O que parece esquisito é que a Honda voltou outro dia, em 2015. E já está de saída. OK, caiu do cavalo com os fracassos na McLaren, mas começou a se recuperar lindamente com AlphaTauri e Red Bull, conseguindo pódios e vitórias. Vocês se deram conta de que é o único motor, na era híbrida, a ganhar corridas em duas equipes diferentes?

Eu achava, então, que o projeto era de longo prazo. E era, na verdade. Uma empresa como a Honda não investe o que investiu na F-1 para ficar lá por apenas sete temporadas — contando 2021. O que ocorre é que as coisas têm mudado no mundo muito rapidamente. A lógica de 2015 não pode mais ser aplicada em 2020 — em nenhuma área da economia, do comportamento, de nada. Somos capazes de dizer que este planeta é muito parecido com o que era em 2015? Não, claro que não. Ascensão do fascismo internacional (Hungria, Brasil, Turquia, Hungria…), crises de refugiados, guerra na Síria, a maior potência mundial presidida por um maluco, explosão de crimes ambientais estimulados por um governo insano que afetam todo o planeta, a pandemia, o milhão de mortos por Covid-19, tudo isso aconteceu nos últimos cinco anos. E mudou a cara deste planetinha azul tão bonitinho.

Como, então, fazer planos de longo prazo em 2020? Como sustentar planos escritos cinco anos atrás diante de uma realidade completamente diferente em tudo?

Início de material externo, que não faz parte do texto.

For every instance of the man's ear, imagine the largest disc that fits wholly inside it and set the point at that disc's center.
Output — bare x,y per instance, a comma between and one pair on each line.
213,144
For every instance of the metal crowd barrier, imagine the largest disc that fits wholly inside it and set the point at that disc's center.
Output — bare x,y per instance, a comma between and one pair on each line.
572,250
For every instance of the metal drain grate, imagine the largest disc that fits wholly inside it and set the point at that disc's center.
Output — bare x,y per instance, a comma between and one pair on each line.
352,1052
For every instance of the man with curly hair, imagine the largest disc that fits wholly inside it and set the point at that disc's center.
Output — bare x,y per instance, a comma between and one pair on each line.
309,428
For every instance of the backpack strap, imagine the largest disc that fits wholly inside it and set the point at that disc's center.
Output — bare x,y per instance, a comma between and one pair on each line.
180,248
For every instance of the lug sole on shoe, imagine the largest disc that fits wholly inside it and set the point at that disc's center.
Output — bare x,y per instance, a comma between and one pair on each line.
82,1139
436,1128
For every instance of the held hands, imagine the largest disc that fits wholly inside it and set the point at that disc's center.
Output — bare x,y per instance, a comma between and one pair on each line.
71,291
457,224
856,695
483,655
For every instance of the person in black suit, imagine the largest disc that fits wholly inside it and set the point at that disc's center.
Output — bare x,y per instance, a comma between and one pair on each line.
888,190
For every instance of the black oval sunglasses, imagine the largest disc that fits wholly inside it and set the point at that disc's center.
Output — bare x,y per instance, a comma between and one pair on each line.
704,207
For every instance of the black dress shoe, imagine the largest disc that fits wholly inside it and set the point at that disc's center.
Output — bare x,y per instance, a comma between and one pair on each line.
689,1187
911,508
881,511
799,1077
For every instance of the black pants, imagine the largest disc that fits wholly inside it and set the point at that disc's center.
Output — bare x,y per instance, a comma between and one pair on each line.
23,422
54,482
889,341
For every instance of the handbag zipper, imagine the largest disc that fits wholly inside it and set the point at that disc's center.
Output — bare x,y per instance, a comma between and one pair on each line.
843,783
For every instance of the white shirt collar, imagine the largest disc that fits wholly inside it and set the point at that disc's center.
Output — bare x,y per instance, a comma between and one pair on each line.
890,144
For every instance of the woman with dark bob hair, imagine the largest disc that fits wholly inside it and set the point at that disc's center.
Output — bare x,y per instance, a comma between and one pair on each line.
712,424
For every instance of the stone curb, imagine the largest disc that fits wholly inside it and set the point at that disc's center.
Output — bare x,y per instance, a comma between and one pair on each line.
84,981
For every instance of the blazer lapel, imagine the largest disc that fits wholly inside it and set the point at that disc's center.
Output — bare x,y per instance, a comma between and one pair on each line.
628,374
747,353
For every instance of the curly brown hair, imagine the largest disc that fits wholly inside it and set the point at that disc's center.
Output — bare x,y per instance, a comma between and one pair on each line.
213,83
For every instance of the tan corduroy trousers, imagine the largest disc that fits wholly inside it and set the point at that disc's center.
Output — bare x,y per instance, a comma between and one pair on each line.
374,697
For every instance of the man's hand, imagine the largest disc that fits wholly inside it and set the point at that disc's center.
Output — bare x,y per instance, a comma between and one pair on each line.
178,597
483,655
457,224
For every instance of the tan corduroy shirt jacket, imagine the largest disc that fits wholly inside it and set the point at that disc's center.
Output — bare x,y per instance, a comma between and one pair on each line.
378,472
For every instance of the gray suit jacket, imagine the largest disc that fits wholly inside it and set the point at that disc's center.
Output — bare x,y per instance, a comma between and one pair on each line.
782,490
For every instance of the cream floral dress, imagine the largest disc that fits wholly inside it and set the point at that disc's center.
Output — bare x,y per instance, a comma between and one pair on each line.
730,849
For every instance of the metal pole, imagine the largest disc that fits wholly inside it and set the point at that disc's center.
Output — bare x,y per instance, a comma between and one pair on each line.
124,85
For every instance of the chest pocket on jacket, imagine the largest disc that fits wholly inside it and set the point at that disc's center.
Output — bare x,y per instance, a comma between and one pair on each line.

A indústria automobilística precisa, de qualquer forma, pensar nas próximas duas ou três décadas, porque o que ela produz está deixando de interessar às pessoas. As novas gerações não vão comprar carros, vão comprar celulares através dos quais possam chamar carros, e isso já está acontecendo aos olhos de todos tem algum tempo. Assim, as montadoras terão de redirecionar seus investimentos, escolher bem onde gastar, porque além de fabricarem coisas que ninguém mais vai comprar no volume de antes, essas coisas terão de ser radicalmente diferentes das que são produzidas hoje. Terão de ser elétricas.

Por isso, deveria ter surpreendido mais o anúncio da volta da Honda, em 2015, do que de sua saída, em 2020. Que diabos esses caras querem com a F-1?, deveríamos ter-nos perguntado há cinco anos. Ali os sinais já eram claros de que o futuro do automóvel estava em outro campo — embora fosse difícil prever os cataclismos políticos e sanitários que adviriam depois para abalar as estruturas de todas as áreas conhecidas disso que chamamos de economia, ou mercado. Não foi um fator único que levou a Honda a fazer o que fez. Mas o primordial, que faz parte de seu core-business, estava na cara de todo mundo. Fazer motor para carro de corrida? Num momento em que o mercado pede desenvolvimento de baterias e motorzinhos elétricos que possam ser carregados em casa? Ou veículos autônomos? Sério que a essa altura alguém ainda estava pensando em corrida de automóvel?

Foi um erro estratégico da Honda, pois, voltar. Não sei o que eles imaginavam com a decisão, mas está na cara que foi um equívoco e que agora estão tentando corrigir o rumo. Bota o prejuízo na conta e vamos em frente.

E a F-1 (agora nas mãos de americanos, outra novidade pós-2015) precisa atentar para isso também. Em algum momento, as montadoras que restam vão picar a mula para cuidar de seu futuro — e o futuro não passa, lamento dizer, por pistas de corrida. E se ela quer continuar existindo, ainda que para um nicho — grande e lucrativo, sem dúvida–, precisa se preparar para isso.

No mais, na configuração de três fornecedores para 2022 — se Ferrari, Mercedes e Renault continuarem –, Red Bull e AlphaTauri terão de se sentar à mesa com os franceses de novo. Porque, teoricamente, a Mercedes terá quatro times (ela própria mais Williams, McLaren e Aston Martin), a Ferrari segue com três (ela própria mais Haas e Alfa Romeo) e a Renault terá apenas uma (ela própria). Não vai ter jeito. Ou, então, comprar os direitos sobre os motores Honda, rebatizá-los e tocar a vida.

Mas alguém é capaz de cravar alguma previsão para 2022? Para amanhã já está difícil…

De qualquer forma, espero que a Honda se despeça com dignidade. Tem mais uma temporada pela frente, afinal. E um nome a zelar, ainda que ninguém mais pareça ligar para isso.